Instituée en 1998 pour honorer l’entrée de la première femme au gouvernement, la Journée nationale de la femme gabonaise célèbre cette année sa 28e édition. Plus qu’une simple commémoration, ce 17 avril 2026 marque un tournant où la diplomatie continentale et les réformes juridiques historiques se rencontrent pour dessiner un nouvel avenir : celui de l’égalité réelle.
Cette édition 2026 montre une dimension internationale avec la présence de l’Organisation des premières dames d’Afrique pour le développement (OPDAD). C’est dans ce cadre prestigieux que la Première dame, Zita Oligui Nguema, lance officiellement la campagne « Résilience 241 : santé et dignité ».

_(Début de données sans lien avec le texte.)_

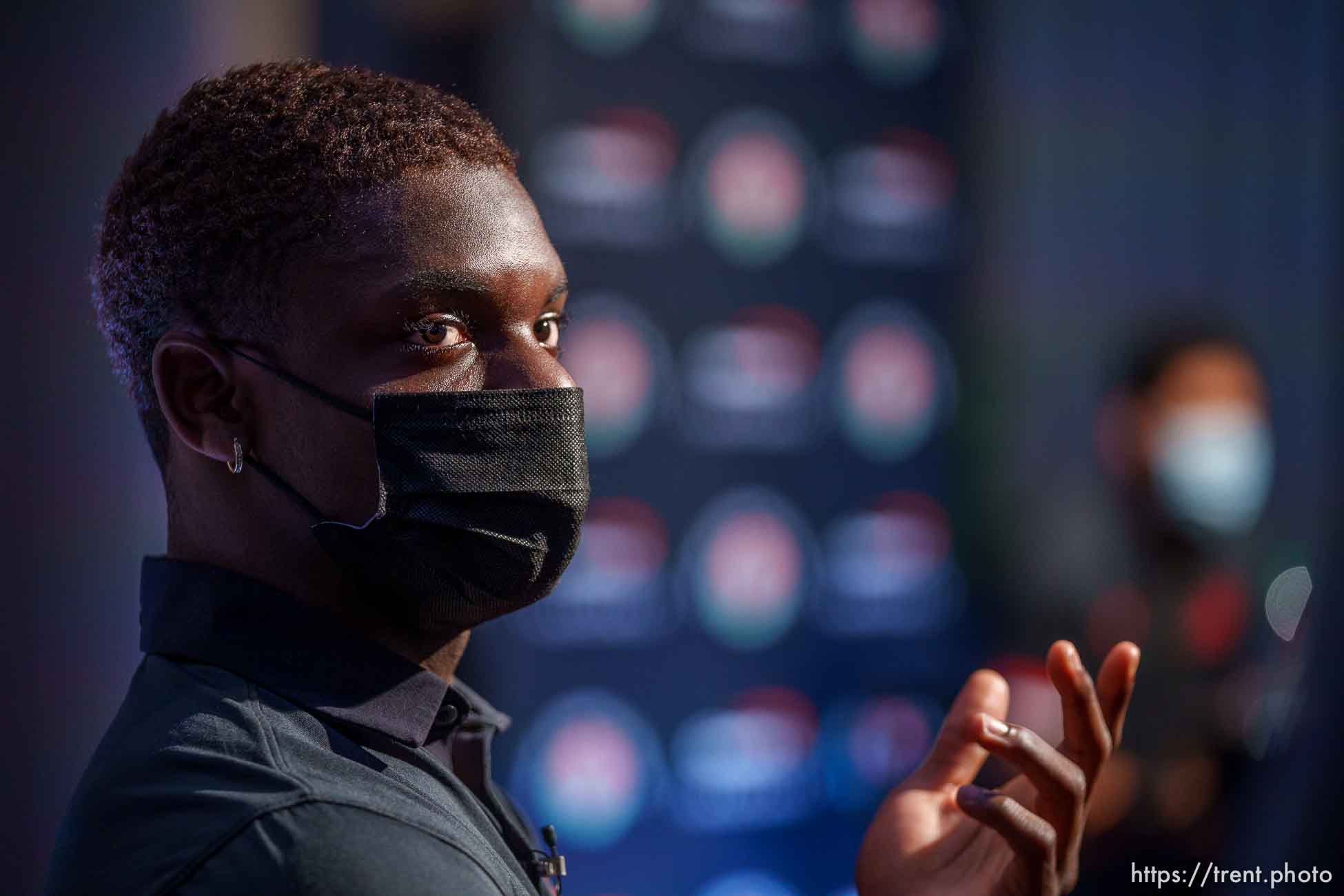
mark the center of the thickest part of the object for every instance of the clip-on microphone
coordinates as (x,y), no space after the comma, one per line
(550,866)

Inspirée d’une initiative continentale, cette campagne vise à protéger les femmes et les jeunes filles face aux crises économiques, sanitaires et environnementales. L’objectif est clair : renforcer l’autonomisation et garantir un accès digne aux soins pour celles qui sont les plus exposées aux vulnérabilités de notre époque.
Le thème de cette année, « L’autonomisation des femmes : un challenge de gouvernance publique à l’aune de la Ve République », pose une question claire : quelle est la place réelle des femmes dans nos institutions ? Si les femmes sont majoritaires dans la population, elles restent sous-représentées dans les sphères de décision.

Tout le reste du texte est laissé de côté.